Still, they conclude, “Until the COVID-19 vaccine becomes widely available, the influenza vaccine should be promoted to reduce the burden of disease during this pandemic.”
Feb 22 Am J Infect Control study
Persistent COVID-19 symptoms detailed months after recovery
One third of symptomatic COVID-19 patients continued to experience symptoms about 5.6 months after their infection began, according to a research letter published late last week in JAMA Network Open. The researchers noted that their study was purely descriptive because of the small participant number.
University of Washington researchers received 117 surveys from COVID-19 patients between August and November 2020. Of these, 11 (6.2%) were asymptomatic, 150 (84.7%) were outpatients with mild symptoms, and 16 (9.0%) needed hospitalization.
The most common symptom reported was fatigue or loss of smell or taste (both were 13.6% of symptomatic participants), but 13.0% reported other symptoms such as brain fog (2.3%). Overall, 32.7% of outpatients and 31.3% of hospitalized patients reported at least one lingering symptom.

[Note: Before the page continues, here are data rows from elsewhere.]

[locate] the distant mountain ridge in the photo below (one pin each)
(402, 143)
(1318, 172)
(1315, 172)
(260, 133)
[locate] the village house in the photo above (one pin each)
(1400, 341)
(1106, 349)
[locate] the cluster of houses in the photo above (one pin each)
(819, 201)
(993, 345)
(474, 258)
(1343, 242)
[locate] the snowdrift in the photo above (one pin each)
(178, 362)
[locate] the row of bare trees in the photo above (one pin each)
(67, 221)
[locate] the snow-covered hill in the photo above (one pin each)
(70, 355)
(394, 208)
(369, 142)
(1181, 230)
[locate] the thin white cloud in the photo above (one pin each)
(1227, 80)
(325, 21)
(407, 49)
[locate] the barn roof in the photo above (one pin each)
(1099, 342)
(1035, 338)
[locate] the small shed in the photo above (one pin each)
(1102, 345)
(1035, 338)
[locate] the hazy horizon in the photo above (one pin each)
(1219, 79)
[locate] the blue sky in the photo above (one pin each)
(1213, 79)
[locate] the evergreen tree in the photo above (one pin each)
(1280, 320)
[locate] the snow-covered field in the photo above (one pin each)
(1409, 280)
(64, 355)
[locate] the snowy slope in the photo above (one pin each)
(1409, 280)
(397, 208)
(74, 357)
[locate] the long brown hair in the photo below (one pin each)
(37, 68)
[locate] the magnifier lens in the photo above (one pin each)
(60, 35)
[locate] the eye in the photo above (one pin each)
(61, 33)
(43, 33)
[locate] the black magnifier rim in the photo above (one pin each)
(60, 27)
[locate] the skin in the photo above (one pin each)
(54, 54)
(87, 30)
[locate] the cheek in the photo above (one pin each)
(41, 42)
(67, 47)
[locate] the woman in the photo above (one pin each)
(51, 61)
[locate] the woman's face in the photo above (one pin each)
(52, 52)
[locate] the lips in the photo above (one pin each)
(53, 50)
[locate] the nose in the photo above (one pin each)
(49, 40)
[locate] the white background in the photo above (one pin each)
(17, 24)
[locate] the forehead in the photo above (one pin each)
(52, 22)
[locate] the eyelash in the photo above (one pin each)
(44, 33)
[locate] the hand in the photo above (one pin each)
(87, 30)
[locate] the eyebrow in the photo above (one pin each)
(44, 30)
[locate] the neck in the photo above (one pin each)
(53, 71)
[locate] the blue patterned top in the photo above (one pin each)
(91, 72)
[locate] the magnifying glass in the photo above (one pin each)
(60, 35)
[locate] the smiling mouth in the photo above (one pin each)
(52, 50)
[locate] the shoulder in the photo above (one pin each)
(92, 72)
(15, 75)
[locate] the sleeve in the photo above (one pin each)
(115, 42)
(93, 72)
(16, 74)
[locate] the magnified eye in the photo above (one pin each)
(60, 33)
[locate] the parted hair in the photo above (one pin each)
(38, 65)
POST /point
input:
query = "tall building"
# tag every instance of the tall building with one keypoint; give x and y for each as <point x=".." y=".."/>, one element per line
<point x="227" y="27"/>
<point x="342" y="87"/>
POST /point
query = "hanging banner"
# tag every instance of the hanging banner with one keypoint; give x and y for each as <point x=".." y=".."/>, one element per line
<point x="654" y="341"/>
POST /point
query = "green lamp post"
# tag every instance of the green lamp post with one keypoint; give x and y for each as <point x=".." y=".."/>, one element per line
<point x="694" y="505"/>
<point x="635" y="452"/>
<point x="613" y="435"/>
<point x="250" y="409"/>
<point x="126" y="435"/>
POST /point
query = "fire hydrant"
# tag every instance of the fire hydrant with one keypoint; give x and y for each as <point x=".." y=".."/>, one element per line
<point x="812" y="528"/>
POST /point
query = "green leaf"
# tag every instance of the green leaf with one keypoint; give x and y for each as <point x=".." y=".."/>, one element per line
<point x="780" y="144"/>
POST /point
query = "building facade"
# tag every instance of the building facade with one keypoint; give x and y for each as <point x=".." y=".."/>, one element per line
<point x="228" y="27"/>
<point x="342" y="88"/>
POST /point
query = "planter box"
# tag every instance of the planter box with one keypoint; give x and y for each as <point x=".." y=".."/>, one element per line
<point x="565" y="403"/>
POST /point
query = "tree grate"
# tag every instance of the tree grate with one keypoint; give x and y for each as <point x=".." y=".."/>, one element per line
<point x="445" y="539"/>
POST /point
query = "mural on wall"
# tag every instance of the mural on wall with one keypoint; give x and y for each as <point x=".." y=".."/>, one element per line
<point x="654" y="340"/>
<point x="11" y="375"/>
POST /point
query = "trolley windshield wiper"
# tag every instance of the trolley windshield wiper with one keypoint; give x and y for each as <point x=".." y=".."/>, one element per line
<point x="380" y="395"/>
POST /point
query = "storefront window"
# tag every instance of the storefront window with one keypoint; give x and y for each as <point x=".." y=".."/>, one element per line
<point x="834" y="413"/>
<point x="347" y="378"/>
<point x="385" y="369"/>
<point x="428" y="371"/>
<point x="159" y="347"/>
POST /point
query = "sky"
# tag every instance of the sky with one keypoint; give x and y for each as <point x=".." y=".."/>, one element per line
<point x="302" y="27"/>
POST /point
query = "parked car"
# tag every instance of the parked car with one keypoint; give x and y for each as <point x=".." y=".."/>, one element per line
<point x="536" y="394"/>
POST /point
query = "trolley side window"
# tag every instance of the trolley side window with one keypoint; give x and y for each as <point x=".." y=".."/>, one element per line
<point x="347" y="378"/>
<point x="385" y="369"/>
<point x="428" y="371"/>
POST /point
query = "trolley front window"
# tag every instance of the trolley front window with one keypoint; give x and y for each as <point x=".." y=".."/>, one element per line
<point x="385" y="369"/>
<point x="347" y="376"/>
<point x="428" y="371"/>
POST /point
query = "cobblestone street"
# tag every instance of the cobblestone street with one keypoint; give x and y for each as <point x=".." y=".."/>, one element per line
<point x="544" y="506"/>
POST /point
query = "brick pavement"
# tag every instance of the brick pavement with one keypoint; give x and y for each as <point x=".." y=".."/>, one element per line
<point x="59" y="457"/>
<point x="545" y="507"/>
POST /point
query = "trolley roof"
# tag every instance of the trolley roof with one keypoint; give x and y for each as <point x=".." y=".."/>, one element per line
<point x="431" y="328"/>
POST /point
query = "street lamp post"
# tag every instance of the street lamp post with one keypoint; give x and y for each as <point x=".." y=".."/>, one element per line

More than a third (35.3%) of people who had high blood pressure or diabetes experienced at least one ongoing symptom. Quality of life decreased for 30.7% of outpatients and hospitalized patients, and 7.9% reported that their COVID-19 symptom(s) negatively affected at least one daily living activity, most commonly household chores.
Survey responses came in a median of 169 days (range, 31 to 300) after illness onset in the COVID-19 group. Continuing symptoms occurred across all age ranges, with the least reported in participants 18 to 39 (26.6%) and the most in those 65 and older (43.3%).
A 21-person, healthy control group also took the survey a median of 87 days after enrollment, and 4.8% reported at least 1 persistent COVID symptom.
“To our knowledge, this study presents the longest follow-up symptom assessment after COVID-19 infection,” the researchers write. “Our research indicates that the health consequences of COVID-19 extend far beyond acute infection, even among those who experience mild illness.”